The scope of Vedanta’s teaching is classified by many as “metaphysical.” Yet, in seeking to understand the phenomenonal (the effect), when we fail to account for the noumenonal (the cause), we can only ever have incomplete knowledge.
You mentioned the causal body and seemed to imply that it may be out of whack with our current scientific understanding. I wouldn’t be so certain. At a microcosmic level, the causal body equates with what psychologists call the unconscious, and at the macrocosmic level it is the seed state out of which matter and form arises. It’s invisible, so cannot be objectified, but its existence can be inferred by its effects. According to Vedanta, from this causal seed state, the universe eternally cycles into and out of manifestation. (As far as I know, the idea of a cyclical Creation is in line with scientists’ theories). Again, being unmanifest, the causal cannot be quantified, but it logically must exist because every effect requires an ultimate cause (hence the term “causal”).

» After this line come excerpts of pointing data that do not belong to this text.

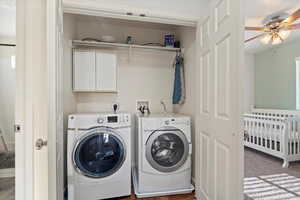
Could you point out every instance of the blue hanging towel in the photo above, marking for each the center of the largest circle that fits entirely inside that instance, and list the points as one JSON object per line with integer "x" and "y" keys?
{"x": 179, "y": 86}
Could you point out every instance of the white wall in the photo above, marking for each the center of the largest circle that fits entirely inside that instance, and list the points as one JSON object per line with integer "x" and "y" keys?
{"x": 168, "y": 8}
{"x": 188, "y": 41}
{"x": 249, "y": 82}
{"x": 147, "y": 75}
{"x": 7, "y": 96}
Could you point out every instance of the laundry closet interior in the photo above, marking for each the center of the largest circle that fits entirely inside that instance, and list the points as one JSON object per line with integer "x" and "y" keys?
{"x": 99, "y": 74}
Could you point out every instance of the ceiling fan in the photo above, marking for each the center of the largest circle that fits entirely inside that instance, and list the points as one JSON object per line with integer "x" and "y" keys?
{"x": 276, "y": 28}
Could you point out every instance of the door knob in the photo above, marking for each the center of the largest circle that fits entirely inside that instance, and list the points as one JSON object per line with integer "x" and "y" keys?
{"x": 40, "y": 143}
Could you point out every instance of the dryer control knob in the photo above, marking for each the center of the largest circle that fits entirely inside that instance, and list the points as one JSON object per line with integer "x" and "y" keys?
{"x": 100, "y": 120}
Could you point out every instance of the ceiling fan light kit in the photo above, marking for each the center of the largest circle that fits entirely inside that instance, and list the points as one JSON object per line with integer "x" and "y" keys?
{"x": 277, "y": 28}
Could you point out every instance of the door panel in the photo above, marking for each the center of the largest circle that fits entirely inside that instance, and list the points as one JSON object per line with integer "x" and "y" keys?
{"x": 218, "y": 154}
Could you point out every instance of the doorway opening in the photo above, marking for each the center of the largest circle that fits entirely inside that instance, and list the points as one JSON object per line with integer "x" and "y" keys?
{"x": 271, "y": 104}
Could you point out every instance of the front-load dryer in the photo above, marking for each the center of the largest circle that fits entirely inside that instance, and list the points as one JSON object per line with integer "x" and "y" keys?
{"x": 99, "y": 156}
{"x": 163, "y": 158}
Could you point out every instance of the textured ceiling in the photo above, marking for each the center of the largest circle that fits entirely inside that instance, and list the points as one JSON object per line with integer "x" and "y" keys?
{"x": 257, "y": 10}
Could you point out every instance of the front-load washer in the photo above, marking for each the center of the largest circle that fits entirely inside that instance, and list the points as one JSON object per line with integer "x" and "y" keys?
{"x": 99, "y": 156}
{"x": 163, "y": 157}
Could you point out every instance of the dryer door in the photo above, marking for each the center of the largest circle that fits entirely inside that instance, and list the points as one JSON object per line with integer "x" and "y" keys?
{"x": 99, "y": 153}
{"x": 167, "y": 150}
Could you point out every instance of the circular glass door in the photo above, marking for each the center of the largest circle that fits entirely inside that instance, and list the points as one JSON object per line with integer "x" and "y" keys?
{"x": 99, "y": 154}
{"x": 167, "y": 150}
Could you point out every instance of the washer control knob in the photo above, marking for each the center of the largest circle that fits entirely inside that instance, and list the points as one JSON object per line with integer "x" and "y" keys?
{"x": 100, "y": 120}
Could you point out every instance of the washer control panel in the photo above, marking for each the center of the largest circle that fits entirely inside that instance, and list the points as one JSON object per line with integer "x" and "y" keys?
{"x": 116, "y": 119}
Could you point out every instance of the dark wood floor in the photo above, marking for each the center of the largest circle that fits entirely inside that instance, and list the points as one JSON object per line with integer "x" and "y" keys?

Mark: James’ definition of enlightenment is “the hard and fast knowledge that you are the Self, unlimited boundless awareness.” This definition does not specify knowing anything about the Creation or causal bodies. Can’t a jiva realize that they are non-dual limitless awareness without “knowing” anything about how the Creation happens?
Rory: Certainly! The problem is that one needs to contextualise this realisation. In many ways, the easy part is the realisation “I am awareness.” A simple examination of our immediate, everyday experience can reveal this. The difficult part is integrating this knowledge and figuring out how this self, this awareness, relates to the apparent person and the apparent world appearing in it. In some ways, the realisation “I am awareness” is just the beginning of the journey. I know it was for me. I remember reading books by Eckhart, Adyashanti and Gangaji years ago and being totally sold on the fact that I was awareness – but I didn’t really know what that actually meant.

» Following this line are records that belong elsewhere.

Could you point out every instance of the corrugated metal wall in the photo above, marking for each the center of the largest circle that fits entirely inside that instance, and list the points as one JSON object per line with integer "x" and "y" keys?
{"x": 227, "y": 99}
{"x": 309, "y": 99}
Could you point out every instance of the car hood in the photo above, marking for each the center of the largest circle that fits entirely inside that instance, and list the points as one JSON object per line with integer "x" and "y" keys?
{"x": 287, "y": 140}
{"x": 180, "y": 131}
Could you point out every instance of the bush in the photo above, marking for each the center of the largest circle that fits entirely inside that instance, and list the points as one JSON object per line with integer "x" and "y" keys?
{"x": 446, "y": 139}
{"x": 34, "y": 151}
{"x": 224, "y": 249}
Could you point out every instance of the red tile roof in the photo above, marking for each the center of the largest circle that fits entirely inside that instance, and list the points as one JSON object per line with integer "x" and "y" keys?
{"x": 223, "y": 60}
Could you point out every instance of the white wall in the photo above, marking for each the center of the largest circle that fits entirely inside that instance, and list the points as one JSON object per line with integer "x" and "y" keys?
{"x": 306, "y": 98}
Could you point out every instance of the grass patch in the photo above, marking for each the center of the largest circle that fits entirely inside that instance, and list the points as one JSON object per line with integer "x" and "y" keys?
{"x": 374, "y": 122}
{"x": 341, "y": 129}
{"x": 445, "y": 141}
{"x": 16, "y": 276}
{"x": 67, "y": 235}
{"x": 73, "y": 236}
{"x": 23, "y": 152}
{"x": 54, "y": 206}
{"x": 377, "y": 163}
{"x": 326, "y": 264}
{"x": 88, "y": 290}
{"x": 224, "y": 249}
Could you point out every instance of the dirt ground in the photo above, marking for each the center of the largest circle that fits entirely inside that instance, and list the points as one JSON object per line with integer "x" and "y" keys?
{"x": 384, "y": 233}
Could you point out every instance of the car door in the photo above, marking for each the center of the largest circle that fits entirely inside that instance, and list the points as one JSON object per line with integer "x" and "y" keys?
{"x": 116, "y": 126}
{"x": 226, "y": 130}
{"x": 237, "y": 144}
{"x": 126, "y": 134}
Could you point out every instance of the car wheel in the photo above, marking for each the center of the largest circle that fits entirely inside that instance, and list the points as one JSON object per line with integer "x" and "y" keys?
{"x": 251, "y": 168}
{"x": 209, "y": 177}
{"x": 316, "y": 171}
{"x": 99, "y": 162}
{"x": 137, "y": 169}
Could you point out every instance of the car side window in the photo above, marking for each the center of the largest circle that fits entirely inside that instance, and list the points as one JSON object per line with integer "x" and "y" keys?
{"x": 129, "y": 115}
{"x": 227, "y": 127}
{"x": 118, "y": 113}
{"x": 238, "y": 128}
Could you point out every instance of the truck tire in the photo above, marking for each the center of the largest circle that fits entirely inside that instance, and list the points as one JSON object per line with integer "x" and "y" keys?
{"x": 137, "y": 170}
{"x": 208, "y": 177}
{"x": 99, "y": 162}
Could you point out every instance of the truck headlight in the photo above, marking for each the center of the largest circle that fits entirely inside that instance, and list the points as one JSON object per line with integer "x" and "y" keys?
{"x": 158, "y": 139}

Many of the Neo-Advaita teachings focus exclusively on knowing one’s nature as awareness, which is certainly good, but without an adequate means of explaining and understanding the apparent Creation, i.e. the jiva and Isvara, questions arise and confusion is inevitable.
I certainly don’t think it’s necessary to spend decades studying every nuance of Vedantic teaching, unless of course one wants to (I happen to enjoy doing so) but the basics are necessary just to provide a grounding and orientation. You do need “the whole enchilada” as James puts it. I learned the hard way that cherry-picking key aspects of the teaching just doesn’t work. It’s like taking a map and cutting out only your favourite parts of it and then wondering why you got hopelessly lost.
I think the main problem with the Neo approach is they leave Isvara out of the equation entirely. They talk about the jiva and the self, but miss out the middle rungs of the “ladder” completely. Understanding Isvara is what bridges all seeming division between the jiva and self.